As
Quatro plumas, de Shekhar Kapur
The Four Feathers, EUA,
2002
Duas imagens assombram o espectador bem depois
do final de As Quatro Plumas: numa delas, um solitário homem
com um rifle, cercado de soldados armados que o ordenam que solte sua
arma, olha em volta a multidão local (de onde ele é) que
se forma, com mulheres e crianças em abundância, e recarrega
lentamente sua arma e a aponta para um soldado, sendo abatido na hora
– como conseqüência, algumas das crianças pegam pedras
no chão e as atiram nos soldados, que correm assustados. Em outra,
uma fileira de homens avança a cavalo sobre uma bem montada barricada
de soldados ingleses, e vão sendo abatidos um a um – até
que só sobra um, que continua cavalgando como se ainda fosse parte
de um enorme exército, até ser também, e obviamente,
abatido. No rosto dos soldados, em ambas as cenas, o mesmo olhar incrédulo
de incompreensão pelas atitudes "irracionais" destes
homens.
Para uma produção rodada com
todo o orçamento que claramente está na tela em As Quatro
Plumas, o filme foi bastante maltratado por seus distribuidores americanos
e internacionais (embora pudesse se dizer que o segundo caso foi resultado
do fracasso nos EUA). Isso geralmente se dá quando um estúdio
não acredita nos resultados que um diretor retirou do seu material
– mas também se dá quando um estúdio parece não
saber bem o que fazer com um filme. A descrição das cenas
acima ajudam a entender um pouco a reação da Miramax e da
Paramount com este filme que, começado bem antes de 2000, seria
lançado pós-11/9. A situação acima descrita
lembra completamente a situação de palestinos (a primeira
situação especialmente é referência clara e
direta) e terroristas suicidas, e o filme mostra com enorme dualidade
o conflito entre um império e um povo oriental sendo atacado pela
nação mais poderosa do mundo. Há de fato um momento
onde se discute o porquê da invasão de um lugar "tão
distante" (nas palavras de um soldado), e o filme deixa claro que
entende a necessidade de imposição de uma civilização
sobre outra como o objetivo central desta campanha.
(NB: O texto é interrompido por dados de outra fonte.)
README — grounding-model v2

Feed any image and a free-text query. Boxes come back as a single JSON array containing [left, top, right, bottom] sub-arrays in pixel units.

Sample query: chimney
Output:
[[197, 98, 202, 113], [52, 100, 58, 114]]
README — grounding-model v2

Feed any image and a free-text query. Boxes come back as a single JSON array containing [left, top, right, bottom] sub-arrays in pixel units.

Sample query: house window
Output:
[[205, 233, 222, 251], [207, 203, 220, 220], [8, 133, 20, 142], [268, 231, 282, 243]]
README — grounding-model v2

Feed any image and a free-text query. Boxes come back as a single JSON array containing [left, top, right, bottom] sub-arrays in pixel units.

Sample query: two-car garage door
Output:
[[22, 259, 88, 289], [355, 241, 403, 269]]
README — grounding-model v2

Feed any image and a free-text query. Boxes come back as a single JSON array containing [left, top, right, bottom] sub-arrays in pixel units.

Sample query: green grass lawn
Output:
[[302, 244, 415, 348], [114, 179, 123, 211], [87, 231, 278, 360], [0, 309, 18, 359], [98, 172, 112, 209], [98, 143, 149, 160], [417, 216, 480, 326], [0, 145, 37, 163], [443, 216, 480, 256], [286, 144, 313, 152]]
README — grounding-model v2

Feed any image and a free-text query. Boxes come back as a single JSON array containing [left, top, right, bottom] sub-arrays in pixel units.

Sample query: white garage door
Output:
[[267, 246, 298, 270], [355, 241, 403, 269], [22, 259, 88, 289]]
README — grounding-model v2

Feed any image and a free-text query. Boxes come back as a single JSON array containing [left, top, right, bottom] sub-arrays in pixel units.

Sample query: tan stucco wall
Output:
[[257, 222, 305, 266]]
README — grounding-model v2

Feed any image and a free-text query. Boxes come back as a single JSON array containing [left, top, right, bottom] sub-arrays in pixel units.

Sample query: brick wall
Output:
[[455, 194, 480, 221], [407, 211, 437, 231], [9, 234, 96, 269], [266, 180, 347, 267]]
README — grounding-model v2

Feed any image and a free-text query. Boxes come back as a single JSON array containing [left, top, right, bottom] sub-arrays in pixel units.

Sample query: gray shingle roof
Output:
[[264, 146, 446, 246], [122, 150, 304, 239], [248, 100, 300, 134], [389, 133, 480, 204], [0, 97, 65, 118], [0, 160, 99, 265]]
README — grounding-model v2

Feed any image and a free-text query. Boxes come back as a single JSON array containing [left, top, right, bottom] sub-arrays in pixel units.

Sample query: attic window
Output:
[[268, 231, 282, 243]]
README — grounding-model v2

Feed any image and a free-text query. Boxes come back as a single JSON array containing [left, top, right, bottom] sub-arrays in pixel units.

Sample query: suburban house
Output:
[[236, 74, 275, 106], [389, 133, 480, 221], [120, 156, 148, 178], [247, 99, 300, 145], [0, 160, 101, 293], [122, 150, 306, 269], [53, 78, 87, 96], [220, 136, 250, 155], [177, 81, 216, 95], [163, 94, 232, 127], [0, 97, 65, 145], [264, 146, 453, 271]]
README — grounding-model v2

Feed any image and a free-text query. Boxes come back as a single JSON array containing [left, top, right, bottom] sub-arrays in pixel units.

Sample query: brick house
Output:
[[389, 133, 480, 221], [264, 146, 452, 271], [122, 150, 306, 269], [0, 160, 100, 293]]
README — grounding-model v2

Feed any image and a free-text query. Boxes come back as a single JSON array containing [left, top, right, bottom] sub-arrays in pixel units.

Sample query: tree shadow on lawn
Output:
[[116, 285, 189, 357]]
Por mais que o livro que dá origem
ao filme seja um dos maiores clássicos britânicos (tanto
assim que esta é a sétima versão para cinema da história),
e seja principalmente na sua origem um retrato da luta de um homem para
recuperar sua honra e amizades, o retrato que o diretor Kapur (interessantemente,
um indiano) quis dar é muito mais negro e confuso. E, por mais
que o filme em várias partes pareça absolutamente retalhado
(há elipses quase incompreensíveis e as cenas de prólogo/epílogo
são dramaticamente muito mal resolvidas – exatamente a história
de amor que deveria ter movido o estúdio e que parece absolutamente
inverossímil), o olhar de Kapur (que está claro nas duas
cenas citadas no começo do texto), perpassa todo o trabalho.
Numa era de hiperrealismo tornado comum em
cenas de batalha, Kapur ainda consegue fazer um filme incrivelmente selvagem,
fisicamente desagradável, incômodo mesmo. Diretor com um
olhar extremamente atento para a composição visual e sonora
de seus filmes (como o anterior Elizabeth deixava bem claro), Kapur
dirige cenas de ação que possuem um certo componente quase
surrealista na sua estranha combinação de beleza e de brutalidade.
Mas, acima de tudo, seu filme nunca perde de vista a problematização
da ideologia imperialista, do belicismo, e, principalmente, oferece um
retrato sempre muito dúbio da determinação suicida
e cheia de ódio dos povos invadidos. Não surpreende, portanto,
porque os estúdios "esconderam", na medida do possível,
o filme. Pouquíssimo heróico (mesmo o protagonista é
constantemente salvo por um nativo que se afeiçoa a ele), extremamente
angustiante e confuso, não é filme de "propaganda"
muito adequado em época de mandar nossos soldadinhos ao Iraque,
definitivamente. Se o filme não chega a ser excepcional, inclusive
sendo difícil saber o quanto ele é produto final de um processo
de remontagem, ele é muito mais interessante do que seu lançamento
deixaria imaginar – e isso não é nem um pouco sem querer.
Nem que fosse só por isto, vale brigar para que seja visto. Parece
tão atual quanto qualquer noticiário de TV.